神原キサコの制作カフェ|毎日投稿しているのに、お客様が来ない——行列のかき氷屋さんとの決定的な違い

神原キサコの制作カフェ

いつもつなぐホームページをご利用いただき、誠にありがとうございます。
つなぐホームページのWEBデザイナー、神原キサコです。今週もよろしくお願いします!

先日、あまりの暑さに耐えかねて、お昼休みにハナコとかき氷を食べに行きました🍧 私は定番のいちご、ハナコは「全部のせ」という強気の注文。溶ける前にと急いで食べて、2人そろってこめかみを押さえていました😂

今日、Instagramで確認してみてほしいこと

自社アカウントのプロフィールを開き、「タグ付けされた投稿」を見てください。
お客様が撮ってくれた写真は、何枚たまっていますか?

先週は、ホームページの言葉づかいが会社の姿勢を映す、というお話でした。今週は、夏らしくかき氷から始まる「SNS集客の構造」のお話です。

今日は、変革者の円卓会議の加速プラン(月2万2千円・個別相談付き)に参加してくださっている、高崎市の洋菓子店・村田社長様が、月次相談で山形のオフィスにいらっしゃいました。従業員6名、地元で30年続くお店です。経営のお話になりそうでしたので、数字に強い同僚の勝瀬ヒデコも同席しました。

相談用のレンタルスペースに腰を下ろすなり、村田社長様は少し悔しそうにおっしゃいました。

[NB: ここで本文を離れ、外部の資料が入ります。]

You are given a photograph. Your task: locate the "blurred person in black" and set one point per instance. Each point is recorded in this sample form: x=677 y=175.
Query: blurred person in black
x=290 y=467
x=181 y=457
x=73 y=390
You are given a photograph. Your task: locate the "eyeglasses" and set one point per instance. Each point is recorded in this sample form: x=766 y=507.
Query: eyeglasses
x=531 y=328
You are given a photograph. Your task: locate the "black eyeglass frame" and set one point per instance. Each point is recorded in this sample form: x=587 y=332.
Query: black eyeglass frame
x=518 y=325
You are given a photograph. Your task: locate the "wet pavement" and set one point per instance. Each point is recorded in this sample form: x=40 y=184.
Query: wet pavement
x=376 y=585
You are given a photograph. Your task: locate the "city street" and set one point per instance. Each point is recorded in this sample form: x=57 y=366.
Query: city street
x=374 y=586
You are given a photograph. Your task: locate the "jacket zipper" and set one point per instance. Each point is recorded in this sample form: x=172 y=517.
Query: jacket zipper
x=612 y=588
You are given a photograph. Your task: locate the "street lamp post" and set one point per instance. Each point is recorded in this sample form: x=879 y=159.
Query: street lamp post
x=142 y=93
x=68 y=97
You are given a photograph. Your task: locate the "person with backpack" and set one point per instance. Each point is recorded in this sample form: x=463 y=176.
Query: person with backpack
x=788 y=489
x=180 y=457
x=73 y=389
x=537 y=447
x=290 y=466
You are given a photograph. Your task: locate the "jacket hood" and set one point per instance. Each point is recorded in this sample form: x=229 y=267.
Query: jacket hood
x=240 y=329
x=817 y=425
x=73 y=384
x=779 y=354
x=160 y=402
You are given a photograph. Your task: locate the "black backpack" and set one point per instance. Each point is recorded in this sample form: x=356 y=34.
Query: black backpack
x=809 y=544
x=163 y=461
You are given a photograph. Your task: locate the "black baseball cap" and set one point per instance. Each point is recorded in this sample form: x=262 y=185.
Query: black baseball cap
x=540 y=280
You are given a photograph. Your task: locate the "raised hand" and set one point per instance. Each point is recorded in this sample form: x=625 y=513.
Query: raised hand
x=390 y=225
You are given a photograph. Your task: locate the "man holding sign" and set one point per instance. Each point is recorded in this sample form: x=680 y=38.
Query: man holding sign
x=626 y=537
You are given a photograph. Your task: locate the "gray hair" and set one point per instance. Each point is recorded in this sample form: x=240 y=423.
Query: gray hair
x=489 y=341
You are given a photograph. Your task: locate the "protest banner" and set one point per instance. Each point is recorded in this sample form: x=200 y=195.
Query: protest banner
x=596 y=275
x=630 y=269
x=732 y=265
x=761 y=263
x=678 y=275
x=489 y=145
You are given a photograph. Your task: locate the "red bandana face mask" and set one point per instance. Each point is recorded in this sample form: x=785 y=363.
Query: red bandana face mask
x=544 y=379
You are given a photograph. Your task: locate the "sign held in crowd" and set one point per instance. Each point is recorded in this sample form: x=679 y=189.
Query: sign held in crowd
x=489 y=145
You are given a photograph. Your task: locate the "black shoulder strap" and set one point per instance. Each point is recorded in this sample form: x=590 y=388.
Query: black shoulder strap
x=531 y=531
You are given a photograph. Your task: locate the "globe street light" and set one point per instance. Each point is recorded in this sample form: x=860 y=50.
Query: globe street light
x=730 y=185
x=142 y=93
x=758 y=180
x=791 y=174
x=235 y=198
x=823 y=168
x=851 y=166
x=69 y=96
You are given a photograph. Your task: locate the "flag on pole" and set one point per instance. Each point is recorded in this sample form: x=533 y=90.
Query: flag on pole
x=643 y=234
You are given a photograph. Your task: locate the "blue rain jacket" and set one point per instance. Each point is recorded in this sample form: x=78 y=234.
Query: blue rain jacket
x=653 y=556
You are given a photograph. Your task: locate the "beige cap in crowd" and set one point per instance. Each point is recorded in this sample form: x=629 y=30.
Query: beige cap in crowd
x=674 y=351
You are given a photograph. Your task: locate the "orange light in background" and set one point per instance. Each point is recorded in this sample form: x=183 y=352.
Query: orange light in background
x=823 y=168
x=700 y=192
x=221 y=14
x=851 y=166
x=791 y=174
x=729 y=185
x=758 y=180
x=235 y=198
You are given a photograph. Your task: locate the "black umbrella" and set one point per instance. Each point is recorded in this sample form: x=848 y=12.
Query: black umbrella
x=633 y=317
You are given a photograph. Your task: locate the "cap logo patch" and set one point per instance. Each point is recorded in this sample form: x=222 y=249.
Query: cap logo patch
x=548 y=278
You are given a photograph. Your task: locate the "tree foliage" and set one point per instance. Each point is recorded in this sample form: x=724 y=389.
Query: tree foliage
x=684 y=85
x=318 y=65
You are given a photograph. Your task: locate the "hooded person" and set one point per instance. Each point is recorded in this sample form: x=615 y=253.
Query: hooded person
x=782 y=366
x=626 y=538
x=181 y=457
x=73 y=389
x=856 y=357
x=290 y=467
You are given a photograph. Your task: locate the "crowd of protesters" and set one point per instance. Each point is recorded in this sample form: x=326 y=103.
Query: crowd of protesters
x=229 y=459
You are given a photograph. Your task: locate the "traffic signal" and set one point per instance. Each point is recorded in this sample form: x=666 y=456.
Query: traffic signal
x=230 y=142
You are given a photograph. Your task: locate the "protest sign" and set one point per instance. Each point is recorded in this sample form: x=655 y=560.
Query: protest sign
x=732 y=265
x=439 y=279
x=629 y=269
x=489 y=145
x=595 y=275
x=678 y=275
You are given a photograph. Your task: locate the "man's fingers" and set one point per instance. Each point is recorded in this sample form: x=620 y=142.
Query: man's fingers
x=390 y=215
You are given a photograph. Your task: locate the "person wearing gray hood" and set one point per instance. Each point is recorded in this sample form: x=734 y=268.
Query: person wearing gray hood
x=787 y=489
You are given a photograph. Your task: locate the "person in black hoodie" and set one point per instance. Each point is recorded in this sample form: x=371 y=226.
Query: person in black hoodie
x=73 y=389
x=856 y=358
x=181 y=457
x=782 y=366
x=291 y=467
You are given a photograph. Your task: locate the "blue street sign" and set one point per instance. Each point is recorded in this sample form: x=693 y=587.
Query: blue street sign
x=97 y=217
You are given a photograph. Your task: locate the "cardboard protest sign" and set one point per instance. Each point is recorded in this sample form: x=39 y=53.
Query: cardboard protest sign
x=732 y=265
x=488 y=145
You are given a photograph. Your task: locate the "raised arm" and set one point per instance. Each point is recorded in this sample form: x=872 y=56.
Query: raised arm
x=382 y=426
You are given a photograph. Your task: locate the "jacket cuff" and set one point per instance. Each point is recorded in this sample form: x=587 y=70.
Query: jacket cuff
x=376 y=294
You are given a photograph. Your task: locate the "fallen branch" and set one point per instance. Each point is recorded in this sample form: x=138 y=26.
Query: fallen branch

村田社長:「うちはInstagramを1年、ほぼ毎日投稿してきたんです。365本ですよ。フォロワーも800人まで増えた。でも『Instagramを見て来ました』というお客様は、実感できるほどいない。それなのに、隣の市のかき氷屋さんはInstagramだけで行列を作ってる。多い日は一日40万円売るらしい。うちのケーキのほうが手間も原価もかかってるのに、何が違うんですか。」

神原:「それは悔しいですね。でも実は、その差は投稿の頑張りの差ではないんです。今日はそこを一緒に解剖してみませんか?」

ヒント① 行列店では「お客様が広告を作っている」

勝瀬がまず、かき氷屋さんの側から整理しました。

勝瀬:「一杯1,500円として、日商40万円なら一日およそ250人です。ほぼ全員が、食べる前にスマホを構える。山盛りで、色鮮やかで、季節限定で、しかも溶けるから『今撮らないと消える』。撮りたくなる理由が、商品そのものに埋め込まれているんですね。」

神原:「つまり、一日250人の広告制作者が、無料でお店の宣伝写真を作り、それぞれのフォロワーに配ってくれている状態なんです。」

村田社長:「なるほど。店が発信してるんじゃなくて、お客様が発信してるのか。」

勝瀬:「そうです。そして行列ができると、今度は行列そのものが次の被写体になります。『こんなに並んでた』という投稿がまた人を呼ぶ。広告が広告を生む循環に入るんです。」

行列店の強さは、投稿回数ではありません。
お客様が思わず撮りたくなり、その投稿が次のお客様を呼ぶ仕掛けが、商品と体験の中にあります。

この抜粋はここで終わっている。